When they collect the data they don’t protect access control from third party advertisers loading JavaScript.
For example, Facebook can not only track that you’ve signed up to blood.co.uk from cookies, they have access to read your email, date of birth, ethnicity, email, name and maybe more (I haven’t explored all features).
Cookies cannot be used to identify you personally: A lie. One of the primary purposes of cookies is identification for authentication purposes.
_Analysing data, anonymously..,” : misleading, as there is a identifiable tracking too
“We hold cookie information for 30 days before the cookie expires.” : but they also state below they know that some cookies are stored for one year.

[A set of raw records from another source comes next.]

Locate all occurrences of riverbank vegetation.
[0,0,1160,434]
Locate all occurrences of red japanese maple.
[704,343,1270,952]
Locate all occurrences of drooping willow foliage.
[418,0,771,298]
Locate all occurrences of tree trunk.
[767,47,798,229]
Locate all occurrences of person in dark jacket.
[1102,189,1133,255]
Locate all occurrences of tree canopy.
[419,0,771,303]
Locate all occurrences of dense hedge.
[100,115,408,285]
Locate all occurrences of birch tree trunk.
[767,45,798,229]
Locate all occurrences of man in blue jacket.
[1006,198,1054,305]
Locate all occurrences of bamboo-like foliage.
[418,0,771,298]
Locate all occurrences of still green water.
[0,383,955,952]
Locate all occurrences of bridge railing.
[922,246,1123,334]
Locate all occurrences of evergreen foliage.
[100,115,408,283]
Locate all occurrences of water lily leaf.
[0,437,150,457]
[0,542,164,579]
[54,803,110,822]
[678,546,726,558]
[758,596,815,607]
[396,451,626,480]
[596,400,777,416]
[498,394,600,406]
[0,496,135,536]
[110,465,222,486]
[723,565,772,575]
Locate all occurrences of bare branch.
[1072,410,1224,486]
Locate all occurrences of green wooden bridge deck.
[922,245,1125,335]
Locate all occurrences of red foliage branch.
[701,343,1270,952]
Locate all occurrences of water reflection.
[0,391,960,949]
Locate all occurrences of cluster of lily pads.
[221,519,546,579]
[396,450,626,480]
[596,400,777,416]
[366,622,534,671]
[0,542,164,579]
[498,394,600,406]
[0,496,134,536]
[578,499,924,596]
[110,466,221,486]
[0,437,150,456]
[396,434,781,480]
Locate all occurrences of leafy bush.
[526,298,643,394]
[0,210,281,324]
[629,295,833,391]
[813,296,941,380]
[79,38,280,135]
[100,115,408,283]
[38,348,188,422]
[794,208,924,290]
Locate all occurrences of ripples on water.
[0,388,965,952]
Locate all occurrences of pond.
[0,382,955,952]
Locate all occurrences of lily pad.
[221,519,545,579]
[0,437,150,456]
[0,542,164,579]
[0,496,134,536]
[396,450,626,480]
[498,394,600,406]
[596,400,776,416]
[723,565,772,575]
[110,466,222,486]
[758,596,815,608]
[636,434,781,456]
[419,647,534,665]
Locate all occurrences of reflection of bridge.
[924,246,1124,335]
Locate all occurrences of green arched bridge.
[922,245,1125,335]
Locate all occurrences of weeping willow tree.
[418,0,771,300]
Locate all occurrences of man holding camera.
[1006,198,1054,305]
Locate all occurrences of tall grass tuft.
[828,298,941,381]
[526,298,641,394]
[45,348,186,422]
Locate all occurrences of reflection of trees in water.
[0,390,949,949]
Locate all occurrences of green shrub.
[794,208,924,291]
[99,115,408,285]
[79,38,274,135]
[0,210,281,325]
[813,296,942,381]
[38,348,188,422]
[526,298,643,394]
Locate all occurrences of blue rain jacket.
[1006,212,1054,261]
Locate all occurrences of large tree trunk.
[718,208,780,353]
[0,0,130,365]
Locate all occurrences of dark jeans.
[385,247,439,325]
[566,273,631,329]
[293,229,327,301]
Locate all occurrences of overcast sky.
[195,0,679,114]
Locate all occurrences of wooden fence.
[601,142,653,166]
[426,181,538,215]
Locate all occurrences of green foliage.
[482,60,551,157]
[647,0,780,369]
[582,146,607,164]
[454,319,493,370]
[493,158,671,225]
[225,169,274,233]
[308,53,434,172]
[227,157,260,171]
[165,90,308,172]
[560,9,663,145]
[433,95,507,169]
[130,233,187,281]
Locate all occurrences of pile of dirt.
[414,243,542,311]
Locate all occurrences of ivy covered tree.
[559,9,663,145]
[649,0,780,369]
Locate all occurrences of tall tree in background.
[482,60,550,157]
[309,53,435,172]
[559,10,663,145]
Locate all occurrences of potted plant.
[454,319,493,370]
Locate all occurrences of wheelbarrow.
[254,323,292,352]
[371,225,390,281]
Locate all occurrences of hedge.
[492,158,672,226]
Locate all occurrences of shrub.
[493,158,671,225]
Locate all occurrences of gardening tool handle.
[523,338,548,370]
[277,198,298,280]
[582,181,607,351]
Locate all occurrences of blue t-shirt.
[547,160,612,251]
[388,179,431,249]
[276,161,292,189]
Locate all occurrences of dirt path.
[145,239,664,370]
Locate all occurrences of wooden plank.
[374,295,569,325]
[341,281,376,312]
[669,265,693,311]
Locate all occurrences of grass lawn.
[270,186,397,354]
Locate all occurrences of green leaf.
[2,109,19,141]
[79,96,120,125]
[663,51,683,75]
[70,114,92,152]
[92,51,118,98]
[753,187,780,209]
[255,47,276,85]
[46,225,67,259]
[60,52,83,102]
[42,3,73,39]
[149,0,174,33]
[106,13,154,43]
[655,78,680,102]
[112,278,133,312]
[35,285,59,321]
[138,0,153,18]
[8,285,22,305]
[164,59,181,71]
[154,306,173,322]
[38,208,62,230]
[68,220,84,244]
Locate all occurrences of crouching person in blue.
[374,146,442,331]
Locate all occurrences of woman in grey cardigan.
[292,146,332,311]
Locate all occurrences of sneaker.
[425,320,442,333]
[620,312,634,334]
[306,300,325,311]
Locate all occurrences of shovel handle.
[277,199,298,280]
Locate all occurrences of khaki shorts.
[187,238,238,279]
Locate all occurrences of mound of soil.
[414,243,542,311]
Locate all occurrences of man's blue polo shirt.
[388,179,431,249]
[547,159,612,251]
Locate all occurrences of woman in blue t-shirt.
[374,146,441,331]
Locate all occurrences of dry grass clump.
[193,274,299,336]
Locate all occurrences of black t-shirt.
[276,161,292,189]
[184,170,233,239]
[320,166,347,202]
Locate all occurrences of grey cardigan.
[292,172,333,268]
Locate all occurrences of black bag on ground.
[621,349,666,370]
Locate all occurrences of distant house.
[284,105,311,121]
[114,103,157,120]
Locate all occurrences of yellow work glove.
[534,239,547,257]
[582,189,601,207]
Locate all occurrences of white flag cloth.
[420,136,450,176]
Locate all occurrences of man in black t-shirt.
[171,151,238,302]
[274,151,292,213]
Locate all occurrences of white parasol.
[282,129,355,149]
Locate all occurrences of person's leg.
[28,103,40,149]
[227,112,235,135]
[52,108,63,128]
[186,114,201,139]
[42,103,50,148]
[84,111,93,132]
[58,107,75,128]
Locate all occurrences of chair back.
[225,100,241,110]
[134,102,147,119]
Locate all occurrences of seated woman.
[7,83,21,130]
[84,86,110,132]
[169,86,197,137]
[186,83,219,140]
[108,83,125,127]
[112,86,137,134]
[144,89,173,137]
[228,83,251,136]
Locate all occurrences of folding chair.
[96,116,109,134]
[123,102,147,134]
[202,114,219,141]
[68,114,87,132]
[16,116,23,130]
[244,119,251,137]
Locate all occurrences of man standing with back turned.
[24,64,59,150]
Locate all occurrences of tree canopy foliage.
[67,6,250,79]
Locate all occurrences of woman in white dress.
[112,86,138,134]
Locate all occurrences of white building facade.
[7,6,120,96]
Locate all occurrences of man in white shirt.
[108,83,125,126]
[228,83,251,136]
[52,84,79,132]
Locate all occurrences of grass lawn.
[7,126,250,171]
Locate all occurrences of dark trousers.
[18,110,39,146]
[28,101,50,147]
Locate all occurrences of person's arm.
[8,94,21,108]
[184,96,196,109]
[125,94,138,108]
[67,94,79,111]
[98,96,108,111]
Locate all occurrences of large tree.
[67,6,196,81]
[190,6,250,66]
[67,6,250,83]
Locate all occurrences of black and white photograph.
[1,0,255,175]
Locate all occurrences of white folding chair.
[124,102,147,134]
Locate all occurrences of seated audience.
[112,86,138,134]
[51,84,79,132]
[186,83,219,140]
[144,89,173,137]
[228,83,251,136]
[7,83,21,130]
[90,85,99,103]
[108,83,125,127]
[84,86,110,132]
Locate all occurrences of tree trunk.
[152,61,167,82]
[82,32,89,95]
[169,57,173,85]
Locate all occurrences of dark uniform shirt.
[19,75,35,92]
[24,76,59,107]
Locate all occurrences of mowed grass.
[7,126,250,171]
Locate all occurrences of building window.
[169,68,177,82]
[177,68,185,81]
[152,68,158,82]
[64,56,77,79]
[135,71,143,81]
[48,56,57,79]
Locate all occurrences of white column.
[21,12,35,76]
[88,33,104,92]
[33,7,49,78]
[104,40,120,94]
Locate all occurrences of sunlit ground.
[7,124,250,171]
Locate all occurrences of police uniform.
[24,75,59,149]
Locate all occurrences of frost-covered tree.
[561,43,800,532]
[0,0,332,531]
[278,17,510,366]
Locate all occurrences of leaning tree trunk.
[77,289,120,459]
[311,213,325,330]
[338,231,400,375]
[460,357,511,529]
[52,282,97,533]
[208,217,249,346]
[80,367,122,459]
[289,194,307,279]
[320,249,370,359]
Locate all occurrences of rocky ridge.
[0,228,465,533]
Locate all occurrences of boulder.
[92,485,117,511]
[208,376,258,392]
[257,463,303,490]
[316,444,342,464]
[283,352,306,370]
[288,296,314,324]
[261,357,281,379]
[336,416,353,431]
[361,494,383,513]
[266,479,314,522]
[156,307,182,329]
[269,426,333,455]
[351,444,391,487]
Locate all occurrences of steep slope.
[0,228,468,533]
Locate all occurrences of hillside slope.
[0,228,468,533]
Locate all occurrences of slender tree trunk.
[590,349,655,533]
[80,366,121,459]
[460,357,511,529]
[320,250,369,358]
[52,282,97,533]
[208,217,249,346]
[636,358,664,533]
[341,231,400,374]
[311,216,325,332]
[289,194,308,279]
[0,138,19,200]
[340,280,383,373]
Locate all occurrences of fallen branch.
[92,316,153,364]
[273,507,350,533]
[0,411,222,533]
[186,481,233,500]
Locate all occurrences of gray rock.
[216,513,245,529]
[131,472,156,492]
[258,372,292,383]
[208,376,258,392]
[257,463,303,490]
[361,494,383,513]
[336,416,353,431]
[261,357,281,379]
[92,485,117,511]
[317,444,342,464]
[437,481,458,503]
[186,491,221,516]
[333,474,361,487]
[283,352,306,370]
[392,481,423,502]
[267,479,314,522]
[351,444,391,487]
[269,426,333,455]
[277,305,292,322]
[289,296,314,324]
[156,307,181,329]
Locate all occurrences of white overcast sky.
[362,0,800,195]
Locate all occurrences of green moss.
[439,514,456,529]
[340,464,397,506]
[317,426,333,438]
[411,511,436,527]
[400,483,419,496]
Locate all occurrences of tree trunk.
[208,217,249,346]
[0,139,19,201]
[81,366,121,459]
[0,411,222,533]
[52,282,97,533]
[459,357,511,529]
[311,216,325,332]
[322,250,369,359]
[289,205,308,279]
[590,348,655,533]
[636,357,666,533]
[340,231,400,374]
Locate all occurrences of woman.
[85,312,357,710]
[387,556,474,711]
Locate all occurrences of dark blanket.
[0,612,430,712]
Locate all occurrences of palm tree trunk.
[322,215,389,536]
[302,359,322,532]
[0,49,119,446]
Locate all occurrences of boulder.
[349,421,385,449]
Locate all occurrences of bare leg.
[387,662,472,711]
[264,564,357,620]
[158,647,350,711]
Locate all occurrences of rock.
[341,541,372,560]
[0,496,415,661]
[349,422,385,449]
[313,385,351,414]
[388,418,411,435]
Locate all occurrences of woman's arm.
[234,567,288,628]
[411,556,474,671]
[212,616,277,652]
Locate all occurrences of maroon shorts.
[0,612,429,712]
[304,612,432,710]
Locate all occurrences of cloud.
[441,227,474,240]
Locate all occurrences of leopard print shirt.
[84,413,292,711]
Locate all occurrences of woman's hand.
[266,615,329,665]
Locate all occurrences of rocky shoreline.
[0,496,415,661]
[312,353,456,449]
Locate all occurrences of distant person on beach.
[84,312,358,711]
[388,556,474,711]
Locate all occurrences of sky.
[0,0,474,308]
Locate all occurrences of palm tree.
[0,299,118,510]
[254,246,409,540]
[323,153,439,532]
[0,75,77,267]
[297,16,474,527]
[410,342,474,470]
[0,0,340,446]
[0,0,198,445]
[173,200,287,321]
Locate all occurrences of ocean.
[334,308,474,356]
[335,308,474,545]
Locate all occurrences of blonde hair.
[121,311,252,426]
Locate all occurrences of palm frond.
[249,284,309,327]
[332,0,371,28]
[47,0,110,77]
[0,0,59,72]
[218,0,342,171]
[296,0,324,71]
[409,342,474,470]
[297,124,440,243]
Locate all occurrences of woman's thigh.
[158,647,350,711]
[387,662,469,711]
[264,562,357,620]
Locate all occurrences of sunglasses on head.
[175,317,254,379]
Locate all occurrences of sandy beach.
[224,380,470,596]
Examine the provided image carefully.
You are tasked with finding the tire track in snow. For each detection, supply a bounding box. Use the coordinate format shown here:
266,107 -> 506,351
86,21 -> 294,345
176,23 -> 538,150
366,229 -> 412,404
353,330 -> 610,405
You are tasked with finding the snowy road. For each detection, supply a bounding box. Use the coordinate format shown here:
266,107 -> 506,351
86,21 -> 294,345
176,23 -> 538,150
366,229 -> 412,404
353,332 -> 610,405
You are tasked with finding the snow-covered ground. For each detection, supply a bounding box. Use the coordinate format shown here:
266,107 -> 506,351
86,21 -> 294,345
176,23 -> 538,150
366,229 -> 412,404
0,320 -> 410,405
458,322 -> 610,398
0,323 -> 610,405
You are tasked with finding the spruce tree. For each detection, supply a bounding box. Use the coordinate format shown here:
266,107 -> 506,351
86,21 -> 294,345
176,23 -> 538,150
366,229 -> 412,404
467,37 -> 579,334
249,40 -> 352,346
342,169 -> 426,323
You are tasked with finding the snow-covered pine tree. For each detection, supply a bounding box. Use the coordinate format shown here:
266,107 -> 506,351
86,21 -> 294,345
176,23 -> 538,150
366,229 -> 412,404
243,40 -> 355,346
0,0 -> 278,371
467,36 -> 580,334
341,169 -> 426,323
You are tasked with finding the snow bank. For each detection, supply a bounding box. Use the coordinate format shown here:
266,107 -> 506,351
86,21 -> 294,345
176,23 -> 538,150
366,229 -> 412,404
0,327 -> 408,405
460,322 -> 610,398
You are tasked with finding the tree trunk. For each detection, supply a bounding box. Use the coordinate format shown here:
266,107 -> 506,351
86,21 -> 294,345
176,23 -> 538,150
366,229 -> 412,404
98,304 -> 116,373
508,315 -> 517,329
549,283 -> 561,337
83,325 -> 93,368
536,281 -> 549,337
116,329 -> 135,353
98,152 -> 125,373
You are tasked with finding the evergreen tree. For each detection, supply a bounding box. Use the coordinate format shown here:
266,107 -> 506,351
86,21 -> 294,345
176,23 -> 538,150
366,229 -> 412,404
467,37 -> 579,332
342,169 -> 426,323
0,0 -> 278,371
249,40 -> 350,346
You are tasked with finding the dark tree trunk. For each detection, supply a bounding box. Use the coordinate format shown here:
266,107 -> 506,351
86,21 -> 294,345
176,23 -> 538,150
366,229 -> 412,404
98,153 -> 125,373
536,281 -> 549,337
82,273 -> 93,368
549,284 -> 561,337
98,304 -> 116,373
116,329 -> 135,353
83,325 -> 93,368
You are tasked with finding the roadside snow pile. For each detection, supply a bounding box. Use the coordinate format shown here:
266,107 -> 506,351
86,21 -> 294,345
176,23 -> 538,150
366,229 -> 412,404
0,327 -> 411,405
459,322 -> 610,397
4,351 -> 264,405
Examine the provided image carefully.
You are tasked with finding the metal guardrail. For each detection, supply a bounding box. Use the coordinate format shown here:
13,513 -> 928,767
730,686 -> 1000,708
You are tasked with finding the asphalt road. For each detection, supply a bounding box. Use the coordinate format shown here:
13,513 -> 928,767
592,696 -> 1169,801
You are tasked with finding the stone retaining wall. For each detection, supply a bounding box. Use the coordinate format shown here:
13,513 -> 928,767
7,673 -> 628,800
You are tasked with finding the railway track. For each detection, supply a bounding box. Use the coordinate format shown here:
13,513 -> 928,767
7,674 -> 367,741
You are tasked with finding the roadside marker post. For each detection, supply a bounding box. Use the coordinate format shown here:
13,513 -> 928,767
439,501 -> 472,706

Cookie details copied from the expanded parts:
Main Cookies
Cookies
Domains
Lifespan
Purpose
_utma, _utmb, _utam, _utmc, _utmz
nhs.uk, blood.co.uk, google.com
Up to six months
NHSBT uses Google Analytics cookies to record information about which pages you have landed on and how you have navigated through the site. This data enables us to understand: - Which pages are most popular - Which pages people visit on the site - Which internet browsers are being used - How visitors prefer to use our websites - The information gathered is not shared with any other third party.
cookie, ASP.NET_SessionID
nhs.uk, blood.co.uk
session (a visit)
This cookie is set to ensure the user does not have any disruption to their user experience while accessing an NHSBT website. This cookie holds no personal information, but helps us provide our users with an uninterrupted journey through the website.
sifrFetch
nhs.uk, blood.co.uk
session (a visit)
This cookie is used for sIFR (Scalable Inman Flash Replacement) to display custom fonts. This cookie indicates whether the browser supports Flash and thus sIFR or not. It is deleted when the browser is closed.
nhsbt_user_cookie
Blood Donation digital service at blood.co.uk
1 year
Remembers a user’s name when someone has logged into their account.
sf
Blood Donation digital service at blood.co.uk
Cookie is deleted on browser closure
Created when a location search is carried out before signing in. This enables the site to continue a search after login.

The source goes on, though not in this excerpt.